If your investment is for one year timeframe –I am afraid, you do not have too many options – but if you are looking at three years and above, 2012 will offer you lots of opportunities - in fact there are great opportunities available right now.

The four big options that anyone has are – Investment in Debt, Equity, Commodities and Real estate.

Debt based investments in 2012 will be popular –low risk and inability to understand equity markets will drive people towards debt markets – Interest rates in India will go down gradually – starting Q2, I expect RBI to slowly reduce the interest rates – so you will find long term debt based funds which have debt issued in 2011 (when the rates were high) giving higher returns in 2012 as the interest rates go down. So here is the first opportunity for anyone who has a one or two year investment timeframe – invest now in Long term debt funds which have portfolio of 2011 debt –you can expect about 12% returns on these  – you can see some of the details of these funds at http://www.moneycontrol.com/mutual-funds/performance-tracker/returns/debt-long-term.html - as you can see, they have not been giving good returns till now as the interest rates have been going up – now I expect them to give better returns as the interest rates start to go down in 2012.

Equities will present long term opportunities in Q1 and Q2 of 2012– In fact even now, there are many equities that are priced attractively in the market – I have been investing in equities selectively since Q4 2011 and I recommend the same to anyone who has a 3 year plus time frame –as we all know, the value of a stock globally is determined by it’s earnings growth ( EPS growth) – but the price of the stock in India depends on the mood of FII’s  - right now the FII’s are net sellers in Indian markets and hence there are stocks that are good long term buys that are going cheap. I have listed out a few stocks in my blog in October and I will list out a few more stocks in my next note in Jan – but needless to say, these are opportunities with a three year time frame – so for those who are ready to invest for three years, you will get a 20% plus return per year by investing in these stocks.

When it comes to commodities – I do not track anything except Gold–so even though Indian markets for other commodities ( like grains) did perform well in 2011, I cannot comment on them. I believe Gold will not give more than 15% returns in 2012 in Indian rupees – It will beat Inflation in India – so it not unsafe – but there are better investment options in 2012 – so if you are investing now, Gold is not the place to invest –but if you have invested in Gold in 2011 or before – you can chose to rebalance your portfolio or chose to stay in Gold – you will not lose money.
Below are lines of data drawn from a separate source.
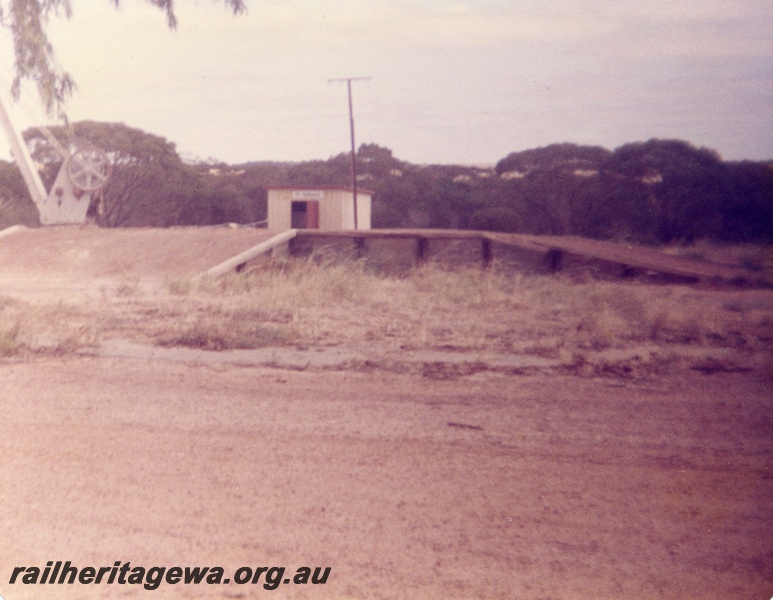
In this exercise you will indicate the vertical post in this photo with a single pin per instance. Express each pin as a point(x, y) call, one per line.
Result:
point(348, 81)
point(354, 155)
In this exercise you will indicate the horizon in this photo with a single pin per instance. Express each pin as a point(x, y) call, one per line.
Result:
point(452, 83)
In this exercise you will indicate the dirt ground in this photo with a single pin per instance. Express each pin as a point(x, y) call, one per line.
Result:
point(488, 484)
point(493, 487)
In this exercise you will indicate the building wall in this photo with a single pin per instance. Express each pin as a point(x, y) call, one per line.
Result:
point(336, 210)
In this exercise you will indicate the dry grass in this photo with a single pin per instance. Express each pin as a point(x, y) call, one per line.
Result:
point(304, 303)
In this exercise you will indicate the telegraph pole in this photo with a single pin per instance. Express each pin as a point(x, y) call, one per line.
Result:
point(348, 81)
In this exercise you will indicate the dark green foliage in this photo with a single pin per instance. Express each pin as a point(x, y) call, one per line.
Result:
point(659, 191)
point(16, 206)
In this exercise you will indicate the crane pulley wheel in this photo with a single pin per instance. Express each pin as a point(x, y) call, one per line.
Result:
point(88, 167)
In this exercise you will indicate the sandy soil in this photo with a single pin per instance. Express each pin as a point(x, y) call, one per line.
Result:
point(486, 487)
point(482, 485)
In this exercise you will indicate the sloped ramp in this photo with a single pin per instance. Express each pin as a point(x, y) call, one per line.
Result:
point(632, 257)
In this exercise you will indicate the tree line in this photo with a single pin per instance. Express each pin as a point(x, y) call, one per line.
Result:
point(655, 192)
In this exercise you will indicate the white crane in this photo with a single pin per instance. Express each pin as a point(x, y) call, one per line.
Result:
point(85, 170)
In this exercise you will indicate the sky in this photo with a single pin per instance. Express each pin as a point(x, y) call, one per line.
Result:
point(451, 82)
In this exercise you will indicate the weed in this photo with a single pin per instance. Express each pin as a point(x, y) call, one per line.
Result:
point(10, 340)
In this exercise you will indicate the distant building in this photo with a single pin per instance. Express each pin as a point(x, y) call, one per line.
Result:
point(318, 207)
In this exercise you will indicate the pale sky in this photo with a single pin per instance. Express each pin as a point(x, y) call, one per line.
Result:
point(462, 82)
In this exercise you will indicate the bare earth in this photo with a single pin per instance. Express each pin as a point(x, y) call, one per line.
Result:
point(494, 487)
point(484, 485)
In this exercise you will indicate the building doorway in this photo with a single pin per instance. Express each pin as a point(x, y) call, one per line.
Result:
point(305, 214)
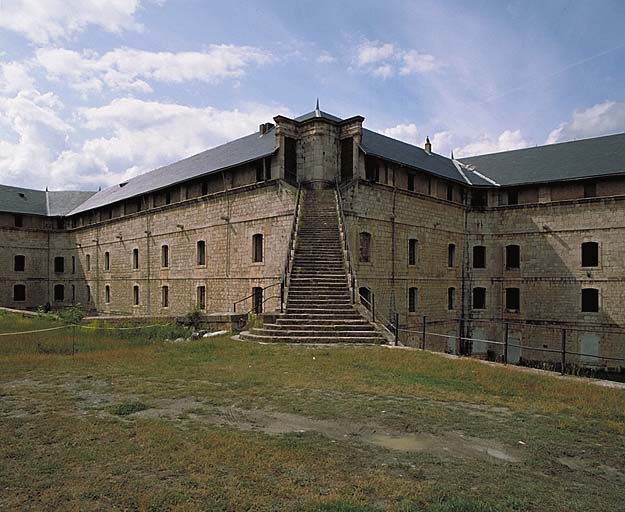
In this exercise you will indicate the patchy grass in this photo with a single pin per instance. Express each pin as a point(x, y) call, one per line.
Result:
point(225, 425)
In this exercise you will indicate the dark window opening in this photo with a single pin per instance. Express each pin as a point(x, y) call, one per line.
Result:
point(59, 264)
point(590, 300)
point(201, 297)
point(19, 263)
point(451, 255)
point(19, 293)
point(257, 296)
point(451, 298)
point(513, 257)
point(347, 159)
point(165, 296)
point(412, 251)
point(412, 300)
point(513, 299)
point(257, 248)
point(590, 190)
point(479, 298)
point(201, 252)
point(59, 292)
point(165, 256)
point(479, 256)
point(479, 198)
point(365, 247)
point(590, 254)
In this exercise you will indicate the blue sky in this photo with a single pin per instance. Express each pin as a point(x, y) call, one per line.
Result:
point(93, 92)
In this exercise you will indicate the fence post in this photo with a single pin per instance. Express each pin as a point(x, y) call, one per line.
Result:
point(396, 329)
point(505, 344)
point(563, 369)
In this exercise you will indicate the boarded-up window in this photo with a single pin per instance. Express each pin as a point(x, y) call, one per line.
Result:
point(412, 251)
point(479, 298)
point(513, 299)
point(19, 292)
point(201, 252)
point(59, 292)
point(365, 247)
point(451, 255)
point(451, 298)
point(590, 254)
point(201, 297)
point(412, 300)
point(19, 263)
point(590, 300)
point(479, 256)
point(59, 264)
point(257, 248)
point(290, 160)
point(347, 159)
point(513, 257)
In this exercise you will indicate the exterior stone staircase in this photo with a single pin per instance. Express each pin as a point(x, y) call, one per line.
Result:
point(318, 307)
Real estate will start showing signs of appreciation – but remember that  real estate is for those who have an investment time frame for 3 years plus– Investment in urban (not rural) areas is recommended – if you can buy a house or flat or urban land anywhere in India ( with a caveat that the location has to be an upcoming location and it has to be a legally clean asset) – you will make 15-20% asset return per annum. Real estate in fact is the safest bet as of now – as it is much easier to identify a good real estate opportunity than to identify a good equity opportunity and India’s urbanization story is still going strong even though the India growth story has dipped a bit.

So for 2012, I recommend

  • for short term investors – Debt funds and
  • for long term investors – Select equity and Urban real estate.